Northeastern Atlantic from Norway to northwest Spain, including British Isles.
Lephinchapel Reef, Loch Fyne on the west coast of Scotland, January 2000. 8 metres. Photo: Jim Anderson.
Grows to 27 mm in length. Body is translucent, with white speckling and bands and tinges of yellow and pink on the dorsum. Patches of transparent skin around the bases of the rhinophores and behind the gills, give the appearance of false 'pores'. A low keel runs down the middle of the back and on either side of this are small conical tubercles; a median keel is also visible on the dorsal surface of the metapodium or 'tail'. The oral tentacles are flattened and relatively large.
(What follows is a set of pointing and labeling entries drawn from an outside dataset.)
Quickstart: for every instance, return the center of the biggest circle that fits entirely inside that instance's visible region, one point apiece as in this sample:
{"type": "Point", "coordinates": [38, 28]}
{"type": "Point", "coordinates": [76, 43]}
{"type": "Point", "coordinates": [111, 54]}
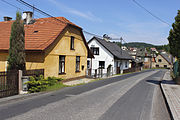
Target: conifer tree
{"type": "Point", "coordinates": [16, 59]}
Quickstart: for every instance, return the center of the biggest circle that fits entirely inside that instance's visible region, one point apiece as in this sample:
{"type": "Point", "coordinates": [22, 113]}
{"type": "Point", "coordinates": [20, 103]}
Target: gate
{"type": "Point", "coordinates": [9, 83]}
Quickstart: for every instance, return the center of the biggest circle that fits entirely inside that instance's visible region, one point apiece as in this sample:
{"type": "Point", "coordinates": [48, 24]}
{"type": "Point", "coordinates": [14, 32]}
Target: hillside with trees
{"type": "Point", "coordinates": [145, 45]}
Juveniles feed upon both ctenostome bryozoans, [such as Alcyonidium polyoum and Flustrellidra hispida], and cheilostome bryozoans such as Callopora dumerili, but adults feed on ascidians, such as Diplosoma listerianum, Botryllus schlosseri and Dendrodoa grossularia. Thompson (1988) notes that it is a common intertidal and shallow sublittoral species all around the British Isles, down to 20 m, although in southern Norway it has been reported down to 120 m.
• Thompson, T.E. (1988) Molluscs: Benthic Opisthobranchs (Mollusca: Gastropoda). Synopses of the British Fauna (New Series). No. 8. 2nd Edition. E.J.Brill/W. Backhuys: Leiden. 1-356.